L’ONG CIVIS-CI a organisé le 12 novembre 2024 au CERAO situé à Cocody-II Plateaux, la 3e édition de sa conférence annuelle de recevabilité. « Explorer les défis à l’application des recommandations de la Cour des Comptes », tel était le thème central autour duquel se sont tenus les travaux.
Une présentation a particulièrement retenu notre attention, celle de Dr Kouamé Christophe, président du comité exécutif de CIVIS. « Les recommandations et décisions des rapports de la Cour des Comptes », c’était le thème de sa présentation qui a surtout consisté à démontrer que malgré les interpellations de cette juridiction en 2022, le reversement effectif par les structures concessionnaires que sont l’ONECI (Office national de l’état civil et de l’identification en Côte d’Ivoire) et Snedai (structure qui a la concession de la fabrication des passeports) des droits perçus sur les cartes de séjour ou de résidence, des cartes nationales d’identité et des passeports établis dans le pays n’ont toujours pas été reversés sur le compte du Trésor.
1078 milliards de FCFA se volatilisent chaque année dans le budget
Pour démontrer la gabegie ambiante au niveau du budget, Dr Kouamé a souligné que ce environ 1078 milliards de nos francs qui sont dépassés chaque année en Côte d’Ivoire. « Chaque année, c’est un plafond de 1% qui est prévu par la loi des finances dans le dépassement budgétaire. Mais à la pratique, ce sont 12,8% qui ont été dépassés en 2020. Ce qui correspond à 1.078 milliards de FCFA par le ministère du Budget », rapport Dr Kouamé Christophe.
Selon lui, ces 12,8% enlèvent de la poche des contribuables que nous somme, 1078 milliards de FCFA qui se répercutent sur la vie chère. « Ici, nous ne sommes pas dans le vol, mais plutôt dans la mauvaise gouvernance. Si par an, là où le législateur a plafonné les déperditions à 1%, nous arrivons à 12,8%, c’est qu’il y a de grands efforts à fournir », précise-t-il.
Il a indiqué que la Cour des Comptes a deux (02) types de recommandations : elle rappelle aux gestionnaires des finances publiques le droit applicable à la gestion des finances publiques et rappelle aux gestionnaires des finances publiques, les performances dans leur gestion.

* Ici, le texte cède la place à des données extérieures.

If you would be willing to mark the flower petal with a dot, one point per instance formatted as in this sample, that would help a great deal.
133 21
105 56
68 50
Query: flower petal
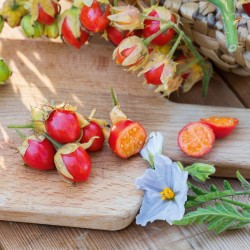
153 208
175 212
164 170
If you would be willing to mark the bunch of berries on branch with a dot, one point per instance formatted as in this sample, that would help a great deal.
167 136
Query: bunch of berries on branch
147 40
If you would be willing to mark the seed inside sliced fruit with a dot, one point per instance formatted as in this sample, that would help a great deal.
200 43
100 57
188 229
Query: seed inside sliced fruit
196 139
222 126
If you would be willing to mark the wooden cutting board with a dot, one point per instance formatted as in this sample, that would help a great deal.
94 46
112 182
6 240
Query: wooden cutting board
109 200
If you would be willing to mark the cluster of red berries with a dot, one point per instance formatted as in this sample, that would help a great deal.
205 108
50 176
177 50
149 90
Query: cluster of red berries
63 138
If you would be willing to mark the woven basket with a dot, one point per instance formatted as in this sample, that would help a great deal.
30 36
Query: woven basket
202 22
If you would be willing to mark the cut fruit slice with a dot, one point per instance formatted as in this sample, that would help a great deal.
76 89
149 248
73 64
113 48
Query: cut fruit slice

Le non reversement des fonds issus de la confection des cartes de séjour, d’identité et des passeports
Selon le CIVIS, dans le nouveau rapport la Cour des Comptes interroge le ministre du Budget et des Finances sur la mise en œuvre des diligences nécessaires pour que les concessionnaires que sont l’ONECI et Snedai aient reversé les droits perçus sur les cartes de séjour et de résidence, sur les cartes d’identité et les titres de passeports établis en Côte d’Ivoire.
« Il s’agissait de savoir si L’ONECI et Snedai ont reversé les fonds qu’ils ont collecté à cet effet », a précisé Dr. Kouamé. Il a indiqué que la Cour des Comptes a affirmé que dans les comptes publics rendus par ces concessionnaires, « c’était le montant de 792.000 FCFA par an qui avait été reversé ». Selon Kouamé Christophe, si un passeport s’établit à 40.000 FCFA et de 08h à 16h, on a 10 tranches horaires.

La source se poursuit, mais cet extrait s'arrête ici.